Donny McCall, the inventor of the Invis-a-Rack, a retractable cargo rack designed for pickup trucks, appears to be healing nicely after his much-talked-about dip in the popular reality show "Shark Tank."
"We've got product. We've sold product. We're ready to go," he said. "We just need money to create more product to be able to actually sell it. ... If a half-a-million dollars came in, we could be up and running and moving product and making money by year's end."
During a January episode, McCall appeared before the show's entrepreneurs requesting $100,000 for a 10 percent stake in his company and help making his product. The entrepreneurs turned down his proposal after he refused to consider their suggestions that he make his rack overseas.
"Let's just say that a manufacturer in Asia could make that for $150 [from $250] in quantities of, let's say, 1,000," said entrepreneur Kevin O'Leary during the show. "That puts you in business right there, my friend. ... And yet you're saying 'No.'"
"It's not what I'm going to do with my company," McCall told the "sharks."
After the show aired, hundreds chimed in on social media sites and blogs, urging McCall to not lose hope in his company and his goal to make his rack stateside.
"The best thing that any American can do if they really support Don and Don's dream is to become a customer ... or help him to find one. I don't own a truck myself ... but I know if I did, I would definitely be placing an order for his Invis-a-Rack," commenter Douglas posted on a blog.
'Shark Tank' Inventor: 'It's Not Just About Profit'
The Sparta, N.C., inventor told ABC News recently that he had not given up on his dream of making and selling his Invis-a-Rack in the United States, specifically in his Allegheny County hometown where factory after factory has shut down or moved.
"I've lived here my whole life.
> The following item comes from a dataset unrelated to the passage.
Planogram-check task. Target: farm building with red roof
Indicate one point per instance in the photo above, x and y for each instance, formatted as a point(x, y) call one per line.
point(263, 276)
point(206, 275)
I served my country in the United States Navy, and I love it," he said. "It's not just about profit."
On "Shark Tank," McCall said that while he knew the truck rack would not save the U.S. economy, he still wanted to try to bring jobs and hope to Sparta.
"I'm one man trying to do his best for this country," he said at the time. "I want to help my family and my investors financially but also my church, community, state and country in any way that I can."
McCall told ABC News that he was 100 percent certain he could still make the cargo rack in America. He said that since the show had aired, his company had sold out of cargo racks -- a total of 300 -- but it had not made a net profit. But McCall said that he was in talks with a manufacturer who wanted to invest in his product and then make and distribute it at stores in six to nine months.
Home Depot also told ABC News today that it was interested in speaking with him about his product.